Autonomous vehicles have a large lidar system on the roof housing mechanics that enables the rotation of the beam to scan the environment. Vuskovic considers how it can be improved. “Could you build this system inside the footprint of a chip that would be like another sensor in your car, and could it be cheaper?” Through inverse design, his research group found optimal photonic structures to enable beams to be driven with lasers cheaper than with state-of-the-art systems, and gained 5 degrees of additional beam steering.

Next up: Scaling up a superconducting quantum processor on a diamond or silicon carbide chip. In this example, Vuskovic retracts the 2020 Dresselhaus lecture given by Harvard Professor Evelyn Hu on taking advantage of defects at the nanoscale. By relying on impurities at low concentrations in these materials, naturally trapped atoms can be very useful for quantum applications. Vuskovic’s group is working on material development and fabrication techniques that allow them to place these trapped atoms in the desired state with minimal defects.

“For many applications, letting computer software search for an optimal solution leads to better solutions than you designed or anticipated based on your intuition. And the process is material-agnostic, in line with commercial foundry.” compatible, and enables new functionalities,” Vuskovic said. “Even if you try to build something better than traditional solutions – one that is smaller in footprint or higher in efficiency – we can come up with many solutions that are equally as good or less efficient than before. better. We’re re-learning photonics and electromagnetics in the process.”

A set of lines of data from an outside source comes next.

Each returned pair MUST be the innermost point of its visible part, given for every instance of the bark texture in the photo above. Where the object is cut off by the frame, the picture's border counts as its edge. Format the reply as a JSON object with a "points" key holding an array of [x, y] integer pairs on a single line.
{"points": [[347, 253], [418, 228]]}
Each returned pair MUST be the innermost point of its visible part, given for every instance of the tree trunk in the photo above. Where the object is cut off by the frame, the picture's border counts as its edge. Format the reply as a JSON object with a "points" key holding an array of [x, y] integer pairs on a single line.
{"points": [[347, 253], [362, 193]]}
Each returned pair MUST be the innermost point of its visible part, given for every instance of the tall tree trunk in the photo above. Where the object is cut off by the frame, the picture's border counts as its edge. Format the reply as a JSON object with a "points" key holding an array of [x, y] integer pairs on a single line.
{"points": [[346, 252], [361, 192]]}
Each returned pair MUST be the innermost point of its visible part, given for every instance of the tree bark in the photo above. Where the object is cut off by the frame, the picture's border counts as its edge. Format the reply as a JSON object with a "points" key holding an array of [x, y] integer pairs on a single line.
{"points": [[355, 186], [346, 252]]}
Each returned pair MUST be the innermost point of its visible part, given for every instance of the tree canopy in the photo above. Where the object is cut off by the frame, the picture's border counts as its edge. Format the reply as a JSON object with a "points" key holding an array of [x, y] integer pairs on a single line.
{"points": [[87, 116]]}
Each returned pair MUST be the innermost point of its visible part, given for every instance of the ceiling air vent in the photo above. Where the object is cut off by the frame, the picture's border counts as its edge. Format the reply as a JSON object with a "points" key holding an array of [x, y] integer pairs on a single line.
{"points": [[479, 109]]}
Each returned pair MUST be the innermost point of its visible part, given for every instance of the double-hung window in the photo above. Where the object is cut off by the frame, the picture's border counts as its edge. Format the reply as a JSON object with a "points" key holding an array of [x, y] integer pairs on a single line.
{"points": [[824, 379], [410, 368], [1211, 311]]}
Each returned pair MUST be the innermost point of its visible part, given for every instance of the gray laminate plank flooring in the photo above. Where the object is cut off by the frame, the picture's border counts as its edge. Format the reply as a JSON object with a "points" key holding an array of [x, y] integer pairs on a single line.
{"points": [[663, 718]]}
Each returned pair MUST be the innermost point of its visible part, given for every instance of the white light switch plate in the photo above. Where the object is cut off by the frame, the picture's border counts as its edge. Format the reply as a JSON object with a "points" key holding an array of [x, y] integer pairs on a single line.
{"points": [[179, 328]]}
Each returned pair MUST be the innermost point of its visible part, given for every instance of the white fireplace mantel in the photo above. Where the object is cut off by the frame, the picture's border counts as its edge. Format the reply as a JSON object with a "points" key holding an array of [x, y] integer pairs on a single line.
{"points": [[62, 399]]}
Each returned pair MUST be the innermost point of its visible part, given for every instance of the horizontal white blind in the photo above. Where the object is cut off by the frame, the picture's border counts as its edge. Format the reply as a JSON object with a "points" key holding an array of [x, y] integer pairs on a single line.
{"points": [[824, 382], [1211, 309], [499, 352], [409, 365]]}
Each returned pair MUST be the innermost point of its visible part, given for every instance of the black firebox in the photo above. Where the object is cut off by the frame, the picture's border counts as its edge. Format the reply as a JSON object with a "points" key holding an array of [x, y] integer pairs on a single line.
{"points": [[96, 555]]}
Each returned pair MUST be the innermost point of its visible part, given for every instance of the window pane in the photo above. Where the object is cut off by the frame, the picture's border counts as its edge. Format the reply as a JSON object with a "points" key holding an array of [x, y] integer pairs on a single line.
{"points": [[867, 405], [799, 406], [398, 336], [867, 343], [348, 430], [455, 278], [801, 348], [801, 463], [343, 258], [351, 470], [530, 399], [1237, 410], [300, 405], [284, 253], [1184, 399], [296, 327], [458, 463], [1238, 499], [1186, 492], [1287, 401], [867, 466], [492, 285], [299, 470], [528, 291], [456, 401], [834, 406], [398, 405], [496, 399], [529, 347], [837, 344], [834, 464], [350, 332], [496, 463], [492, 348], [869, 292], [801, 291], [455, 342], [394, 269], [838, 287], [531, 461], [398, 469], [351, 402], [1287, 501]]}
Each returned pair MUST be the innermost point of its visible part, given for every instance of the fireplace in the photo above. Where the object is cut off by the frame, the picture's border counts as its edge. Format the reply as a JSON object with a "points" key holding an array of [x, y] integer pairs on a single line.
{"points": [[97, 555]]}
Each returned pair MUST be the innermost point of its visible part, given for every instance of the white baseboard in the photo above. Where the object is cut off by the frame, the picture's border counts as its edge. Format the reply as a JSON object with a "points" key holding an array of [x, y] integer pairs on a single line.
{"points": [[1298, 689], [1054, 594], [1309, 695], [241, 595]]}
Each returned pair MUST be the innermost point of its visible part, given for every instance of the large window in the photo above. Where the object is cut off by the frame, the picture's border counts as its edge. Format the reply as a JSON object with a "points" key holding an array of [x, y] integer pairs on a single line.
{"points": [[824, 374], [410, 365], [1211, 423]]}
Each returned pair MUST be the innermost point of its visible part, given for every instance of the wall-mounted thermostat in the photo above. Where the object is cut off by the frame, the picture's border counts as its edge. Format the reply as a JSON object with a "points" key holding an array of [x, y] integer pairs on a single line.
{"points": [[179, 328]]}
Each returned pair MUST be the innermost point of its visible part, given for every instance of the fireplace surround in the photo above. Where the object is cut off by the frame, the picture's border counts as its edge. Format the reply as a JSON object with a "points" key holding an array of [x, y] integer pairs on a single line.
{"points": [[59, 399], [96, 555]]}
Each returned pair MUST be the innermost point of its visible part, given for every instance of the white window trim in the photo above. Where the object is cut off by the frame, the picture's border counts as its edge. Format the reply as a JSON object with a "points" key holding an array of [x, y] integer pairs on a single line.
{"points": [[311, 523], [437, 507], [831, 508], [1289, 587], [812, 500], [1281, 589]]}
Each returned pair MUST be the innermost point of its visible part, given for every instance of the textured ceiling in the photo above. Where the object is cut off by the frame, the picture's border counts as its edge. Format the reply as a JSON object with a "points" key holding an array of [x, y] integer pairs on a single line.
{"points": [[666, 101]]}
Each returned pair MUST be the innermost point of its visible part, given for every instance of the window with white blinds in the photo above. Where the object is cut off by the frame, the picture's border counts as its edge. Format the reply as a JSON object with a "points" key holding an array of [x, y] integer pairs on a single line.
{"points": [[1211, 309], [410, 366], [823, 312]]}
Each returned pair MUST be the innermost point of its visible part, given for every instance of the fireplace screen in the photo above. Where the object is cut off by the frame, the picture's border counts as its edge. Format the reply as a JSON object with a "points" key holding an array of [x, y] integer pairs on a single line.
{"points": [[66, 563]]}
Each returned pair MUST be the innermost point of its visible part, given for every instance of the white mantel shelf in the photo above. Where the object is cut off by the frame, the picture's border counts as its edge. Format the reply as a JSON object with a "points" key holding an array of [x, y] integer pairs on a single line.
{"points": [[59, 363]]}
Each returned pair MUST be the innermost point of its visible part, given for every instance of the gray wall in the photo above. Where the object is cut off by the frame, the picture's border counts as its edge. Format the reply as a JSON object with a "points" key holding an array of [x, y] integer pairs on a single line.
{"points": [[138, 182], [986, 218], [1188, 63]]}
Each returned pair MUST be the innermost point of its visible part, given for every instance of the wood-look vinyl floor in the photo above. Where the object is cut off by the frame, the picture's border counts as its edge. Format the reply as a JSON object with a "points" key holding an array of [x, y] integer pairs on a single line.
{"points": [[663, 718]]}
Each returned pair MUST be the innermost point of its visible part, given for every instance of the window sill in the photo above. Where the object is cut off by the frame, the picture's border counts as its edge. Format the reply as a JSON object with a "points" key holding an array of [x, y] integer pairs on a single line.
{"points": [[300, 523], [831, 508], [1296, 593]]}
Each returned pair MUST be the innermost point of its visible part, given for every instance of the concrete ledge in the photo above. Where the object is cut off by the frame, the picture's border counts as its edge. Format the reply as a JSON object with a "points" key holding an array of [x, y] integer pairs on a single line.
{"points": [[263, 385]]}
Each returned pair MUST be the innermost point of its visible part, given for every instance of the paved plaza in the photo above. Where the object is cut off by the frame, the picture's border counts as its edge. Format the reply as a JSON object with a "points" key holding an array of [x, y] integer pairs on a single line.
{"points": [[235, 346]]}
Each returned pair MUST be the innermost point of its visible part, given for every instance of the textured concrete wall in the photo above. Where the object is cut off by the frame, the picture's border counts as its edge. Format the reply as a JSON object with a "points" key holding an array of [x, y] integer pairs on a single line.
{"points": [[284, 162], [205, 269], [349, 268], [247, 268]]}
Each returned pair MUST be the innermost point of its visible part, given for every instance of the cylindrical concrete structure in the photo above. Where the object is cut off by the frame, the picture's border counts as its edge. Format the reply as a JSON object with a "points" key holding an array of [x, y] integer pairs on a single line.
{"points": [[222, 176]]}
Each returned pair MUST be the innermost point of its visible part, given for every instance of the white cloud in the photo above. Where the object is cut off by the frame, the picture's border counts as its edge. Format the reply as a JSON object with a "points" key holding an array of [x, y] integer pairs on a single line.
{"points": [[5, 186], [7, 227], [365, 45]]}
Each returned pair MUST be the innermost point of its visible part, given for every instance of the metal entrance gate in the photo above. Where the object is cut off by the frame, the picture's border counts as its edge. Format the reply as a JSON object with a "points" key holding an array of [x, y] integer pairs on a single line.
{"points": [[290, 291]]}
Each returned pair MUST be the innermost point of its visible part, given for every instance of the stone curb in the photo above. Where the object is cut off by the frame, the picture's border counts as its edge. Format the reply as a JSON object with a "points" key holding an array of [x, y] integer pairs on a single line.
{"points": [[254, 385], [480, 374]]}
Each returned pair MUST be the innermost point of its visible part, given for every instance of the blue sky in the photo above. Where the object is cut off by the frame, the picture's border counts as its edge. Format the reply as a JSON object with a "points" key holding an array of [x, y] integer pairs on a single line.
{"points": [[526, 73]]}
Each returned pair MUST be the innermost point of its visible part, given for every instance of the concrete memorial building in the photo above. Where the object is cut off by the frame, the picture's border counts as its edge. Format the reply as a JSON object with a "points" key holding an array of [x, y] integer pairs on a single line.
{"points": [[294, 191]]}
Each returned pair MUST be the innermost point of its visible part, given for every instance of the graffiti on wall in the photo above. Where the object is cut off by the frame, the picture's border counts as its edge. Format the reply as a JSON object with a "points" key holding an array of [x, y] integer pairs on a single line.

Mildred S. Honoring Dresselhaus and Jean Dresselhaus

Vuskovic was the third speaker to deliver the Dresselhaus Lecture, established in 2019 to honor the late MIT physics and electrical engineering professor Mildred Dresselhaus. This year, the lecture was also dedicated to Jean Dresselhaus, the famous physicist and husband of Millie, who passed away at the end of September 2021.

Jing Kang, a professor of electrical engineering and computer science at MIT, opened the lecture by reflecting on Dresselhaus’s scientific achievements. Kong highlights the American Physical Society’s Oliver E. Buckley Condensed-Matter Physics Prize—considered the most prestigious award given in the field of condensed-matter physics—given to both Millie (2008) and Jean (2022). “Although they worked together on many important topics,” Kong said, “it is remarkable that they received this award for separate research work. It is our privilege to follow in their footsteps.”